Every air conditioning system has an expansion valve or some other similar device that is designed to reduce the pressure of the refrigerant in the system. Even though the expansion valve is a simple device without any moving parts, it is the key to the air conditioning system in your car.
The air conditioning system in your vehicle is split into two halves, a high-pressure side, and a low-pressure side. The high-pressure side starts at the compressor and ends at the expansion valve and the low-pressure side starts at the expansion valve and ends at the compressor again. These two devices have similar, but opposite tasks of either increasing or decreasing the pressure. The real question is, why would you want to increase the refrigerant pressure in your air conditioning system if you were going to allow it to drop back to a low pressure just a few moments later?

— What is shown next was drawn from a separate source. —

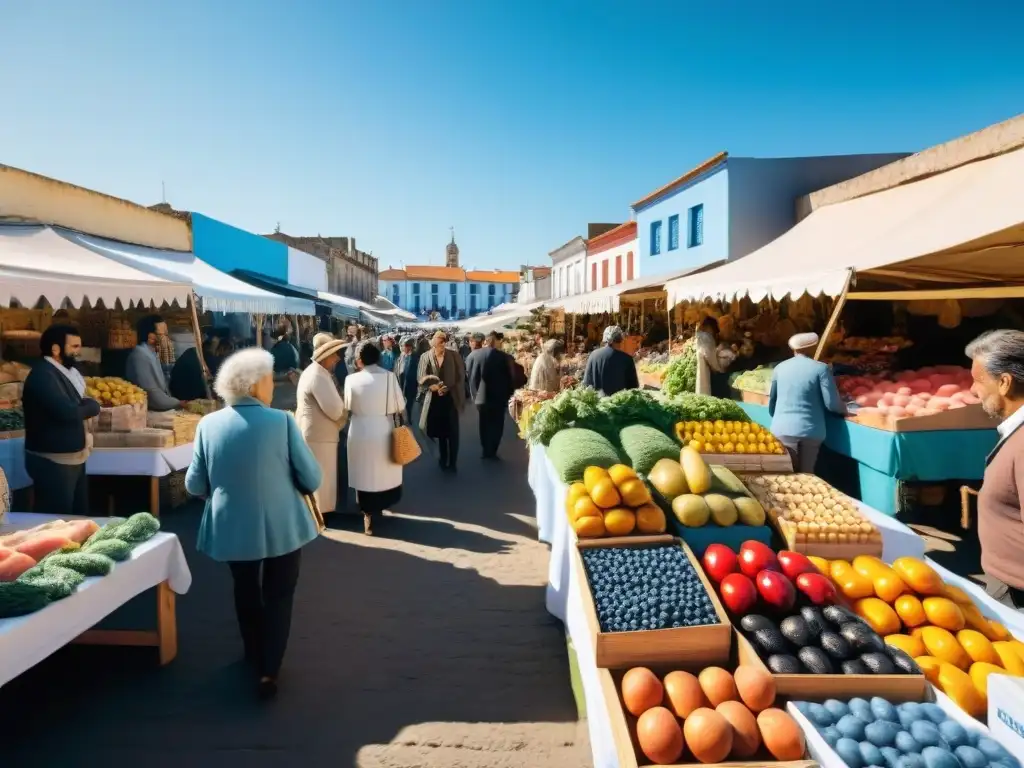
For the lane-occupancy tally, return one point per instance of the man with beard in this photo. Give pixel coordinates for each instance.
(997, 370)
(491, 386)
(56, 442)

The reason for this seemingly pointless path for the refrigerant in your system is to take advantage of the cooling effect you get when allowing a high-pressure fluid to quickly decompress. You may have experienced this when using a can of spray paint. If you empty the can quickly you will notice the can becoming cold in your hand. The expansion valve in your vehicle creates the same effect by allowing the refrigerant to decompress quickly. This causes the refrigerant to be cooled down near 32 degrees in your car! This cold refrigerant is then sent to the evaporator in your car where it can cool the air in your cabin.
The expansion valve is critical to the operation of your air conditioning so if it is malfunctioning, it can easily render your air conditioning system inoperable. The expansion valve is a usually just a very small opening with an expansion void after the opening so really the only way the expansion valve can malfunction is if it becomes clogged.
During normal use, there isn’t any reason that the expansion valve should get clogged. Your air conditioning system is a closed system so it is normally impossible for any debris to enter the system. One way the expansion valve could get clogged is if there was a leak in the system where it was open to the atmosphere and contamination entered the system that way. Another way the expansion valve could get clogged is from wear products from your compressor if it is starting to fail. Lastly, an expansion valve could get clogged if low-quality refrigerants are used or low-quality leak stop products.
Some leak stop products use tiny particulates to literally clog up leak spaces in your air conditioning system to help keep refrigerant contained. These leak stop products can often clog your expansion valve as well rendering your system inoperable. You can prove you’ve got a clogged expansion valve by measuring the pressures around your system and checking for an abnormally high pressure on the high-pressure side of the system along with no cooling effect.